[RFC] Maintain different resource indexes #829

jameshadfield · 2024-04-15T05:26:43Z

background

Review apps and {dev, canary, production} servers use the same resource index file:

nextstrain.org/env/production/config.json

Line 113 in bb40806

"RESOURCE_INDEX": "s3://nextstrain-inventories/resources.json.gz"

The resource index is generated on a schedule using a node.js program from the master branch and uploading the result:

nextstrain.org/.github/workflows/index-resources.yml

Line 39 in bb40806

aws s3 cp resources.json.gz s3://nextstrain-inventories/resources.json.gz

AWS lifecycles expire the indexes after a month.

out of sync errors

Because everything references the same index file, our typical development and deployment cycle is broken if it requires changes to the resource indexer. Using Avian flu restructure as an example, changes in that PR to the indexer will result in "flu/..." datasets being removed and "avian-flu/..." and "seasonal-flu/..." datasets added. The server & frontend code are updated accordingly. Upon merge the following would happen:

The resource indexer would (within 24h) rebuild using the newly merged code, then:
next.nextstrain.org would work well
nextstrain.org would no longer be able to access flu/...@version URLs, and the /pathogens page would show avian-flu and seasonal-flu datasets which would all 404.

A similar story exists for review apps, unless you do something like this

I didn't anticipate we would be making so many structural changes to the index. But we are, so we should improve the system.

proposed solution

Whenever changes to the indexer are made we increment some identifier¹ in the index filename, so it looks like resources_mk1.json.gz or similar and adjust the config.json values accordingly so the server is pulling in the appropriate file. IAM policies would be ammended so that we can access the index for all identifiers. Lifecycle methods would be likewise adjusted to expire all index files after a month.

For review apps, if you triggered an index rebuild (GitHub actions or locally) then the app would work. The index would become stale, but that seems fine for review purposes.

For merges into master, the new index file would now be rebuilt daily, and so next.nextstrain.org would work well. Prior to promotion, nextstrain.org would continue to work but the index it refers to would no longer be being updated, which isn't great.

Are there better ideas? Would be great to work through this with others.

¹ Or generate a random hex, which would better guard against collisions.

The text was updated successfully, but these errors were encountered:

joverlee521 · 2024-04-15T19:44:56Z

Can we just have two separate resource indexes for canary and production?

We can update the index-resources.yml workflow to grab the commit hash for canary and production from Heroku and to checkout the repo at each specific commit ref.

Then upload to s3://nextstrain-inventories/resources_canary.json.gz and s3://nextstrain-inventories/resources_production.json.gz and provide the custom URL to the Heroku apps via the RESOURCE_INDEX environment variable.

jameshadfield · 2024-04-15T20:04:32Z

We can update the index-resources.yml workflow to grab the commit hash for canary and production from Heroku and to checkout the repo at each specific commit ref.

That's a nice idea, I didn't think of that. Running the indexer is cheap (in $$$ and time), so I don't have a problem constantly regenerating it twice.

joverlee521 · 2024-04-15T21:02:05Z

Cool! I'll try updating the indexer workflow today.

jameshadfield · 2024-04-15T21:38:43Z

Thanks! Note that with this plan there'll be a period where things are out of sync between promotion and the next scheduled re-indexing (plus up to another hour before the servers update their index). Probably not a deal breaker, but something to be aware of.

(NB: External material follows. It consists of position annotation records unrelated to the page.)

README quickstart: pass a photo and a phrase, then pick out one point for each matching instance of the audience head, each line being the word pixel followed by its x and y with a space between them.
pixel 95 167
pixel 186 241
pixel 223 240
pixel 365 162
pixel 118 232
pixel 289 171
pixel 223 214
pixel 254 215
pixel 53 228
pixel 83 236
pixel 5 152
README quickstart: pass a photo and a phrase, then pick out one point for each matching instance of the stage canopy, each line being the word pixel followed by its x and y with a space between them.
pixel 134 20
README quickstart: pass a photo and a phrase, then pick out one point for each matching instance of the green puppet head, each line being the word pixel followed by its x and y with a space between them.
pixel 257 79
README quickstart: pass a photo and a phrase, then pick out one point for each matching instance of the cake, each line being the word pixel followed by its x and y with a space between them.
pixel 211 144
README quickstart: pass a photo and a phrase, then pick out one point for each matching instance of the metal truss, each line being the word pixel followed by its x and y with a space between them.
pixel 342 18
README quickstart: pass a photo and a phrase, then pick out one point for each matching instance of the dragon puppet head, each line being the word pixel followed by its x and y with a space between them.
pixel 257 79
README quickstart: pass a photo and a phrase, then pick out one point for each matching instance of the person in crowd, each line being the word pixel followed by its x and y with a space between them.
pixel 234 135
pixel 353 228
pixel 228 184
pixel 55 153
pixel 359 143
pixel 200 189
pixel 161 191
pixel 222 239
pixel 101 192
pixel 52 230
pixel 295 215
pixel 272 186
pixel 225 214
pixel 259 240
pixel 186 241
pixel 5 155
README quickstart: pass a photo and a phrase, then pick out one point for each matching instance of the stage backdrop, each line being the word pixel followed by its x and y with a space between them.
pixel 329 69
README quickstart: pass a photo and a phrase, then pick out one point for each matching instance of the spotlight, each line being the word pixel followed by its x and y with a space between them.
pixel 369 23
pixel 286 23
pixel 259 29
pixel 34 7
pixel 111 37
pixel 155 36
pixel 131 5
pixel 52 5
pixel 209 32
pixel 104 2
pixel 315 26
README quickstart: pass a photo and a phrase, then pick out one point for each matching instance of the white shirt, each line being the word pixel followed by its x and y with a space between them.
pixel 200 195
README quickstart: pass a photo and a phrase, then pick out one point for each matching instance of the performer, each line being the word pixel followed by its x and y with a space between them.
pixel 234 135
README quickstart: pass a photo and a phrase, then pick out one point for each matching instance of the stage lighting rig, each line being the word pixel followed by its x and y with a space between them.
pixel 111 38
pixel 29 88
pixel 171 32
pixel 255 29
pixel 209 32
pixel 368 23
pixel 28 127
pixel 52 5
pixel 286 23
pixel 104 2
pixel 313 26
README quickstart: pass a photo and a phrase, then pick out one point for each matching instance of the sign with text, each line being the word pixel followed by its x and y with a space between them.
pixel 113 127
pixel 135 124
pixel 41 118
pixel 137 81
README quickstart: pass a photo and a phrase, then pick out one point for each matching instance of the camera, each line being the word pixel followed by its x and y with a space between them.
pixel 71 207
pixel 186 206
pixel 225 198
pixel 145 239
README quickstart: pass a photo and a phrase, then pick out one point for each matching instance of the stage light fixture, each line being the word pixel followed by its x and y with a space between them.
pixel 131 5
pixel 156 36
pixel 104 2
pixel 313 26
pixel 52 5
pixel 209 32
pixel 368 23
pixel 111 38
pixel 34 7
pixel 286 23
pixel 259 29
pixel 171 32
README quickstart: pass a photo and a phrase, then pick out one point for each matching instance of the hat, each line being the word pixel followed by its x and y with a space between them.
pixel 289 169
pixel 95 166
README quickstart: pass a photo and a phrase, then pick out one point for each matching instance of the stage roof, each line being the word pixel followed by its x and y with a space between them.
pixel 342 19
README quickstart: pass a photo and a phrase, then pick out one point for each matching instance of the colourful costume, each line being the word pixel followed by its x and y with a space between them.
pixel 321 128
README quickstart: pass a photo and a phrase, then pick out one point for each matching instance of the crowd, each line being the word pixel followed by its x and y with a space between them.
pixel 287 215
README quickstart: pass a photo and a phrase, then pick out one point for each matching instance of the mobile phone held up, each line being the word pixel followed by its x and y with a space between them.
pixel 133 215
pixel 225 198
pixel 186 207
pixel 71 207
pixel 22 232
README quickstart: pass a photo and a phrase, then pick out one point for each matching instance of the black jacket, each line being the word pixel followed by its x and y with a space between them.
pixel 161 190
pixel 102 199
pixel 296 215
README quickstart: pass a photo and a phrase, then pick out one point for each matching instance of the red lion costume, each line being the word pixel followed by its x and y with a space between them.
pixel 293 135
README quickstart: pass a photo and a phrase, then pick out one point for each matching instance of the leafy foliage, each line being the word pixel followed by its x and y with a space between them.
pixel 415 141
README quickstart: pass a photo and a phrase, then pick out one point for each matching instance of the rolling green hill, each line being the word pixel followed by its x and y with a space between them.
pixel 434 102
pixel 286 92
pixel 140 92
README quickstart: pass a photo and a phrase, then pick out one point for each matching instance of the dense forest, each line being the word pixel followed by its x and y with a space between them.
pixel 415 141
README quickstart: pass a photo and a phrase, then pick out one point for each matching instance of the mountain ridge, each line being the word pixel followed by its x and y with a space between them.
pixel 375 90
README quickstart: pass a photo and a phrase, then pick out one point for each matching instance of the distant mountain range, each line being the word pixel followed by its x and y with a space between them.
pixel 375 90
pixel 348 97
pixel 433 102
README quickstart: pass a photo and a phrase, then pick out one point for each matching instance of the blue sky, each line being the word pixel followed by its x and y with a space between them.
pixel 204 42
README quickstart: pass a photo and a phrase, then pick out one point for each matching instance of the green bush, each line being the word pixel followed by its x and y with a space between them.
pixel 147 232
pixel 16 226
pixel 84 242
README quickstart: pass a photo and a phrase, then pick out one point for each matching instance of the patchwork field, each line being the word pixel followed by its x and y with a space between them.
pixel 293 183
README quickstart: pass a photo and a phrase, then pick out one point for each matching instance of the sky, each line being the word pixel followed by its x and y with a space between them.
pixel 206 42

joverlee521 · 2024-04-15T22:43:06Z

Note that with this plan there'll be a period where things are out of sync between promotion and the next scheduled re-indexing (plus up to another hour before the servers update their index).

OH! I got a little lost here, so listing out all the steps that need to work in coordination.

Normal updates:

Nightly updates to the resources.json index on S3 via scheduled index-resources.yml.
Every hour the server checks if the resource.json index etag changed and updates resources if need.

Canary deployment:

Nightly update to resources.json
Deploy to canary, with changes that affect resources.json
Out-of-sync between canary and resources.json until the next nightly update.
Potentially another hour until canary server updates resources internally.

To lessen [3], we can have the CI workflow trigger the index-resources.yml workflow after deploying to Heroku.

Promote to production:

Nightly update to resources.json
Promote canary to production, with changes that affect resources.json
Out-of-sync between production and resources.json until next nightly update.
Potentially another hour until production server updates resources internally.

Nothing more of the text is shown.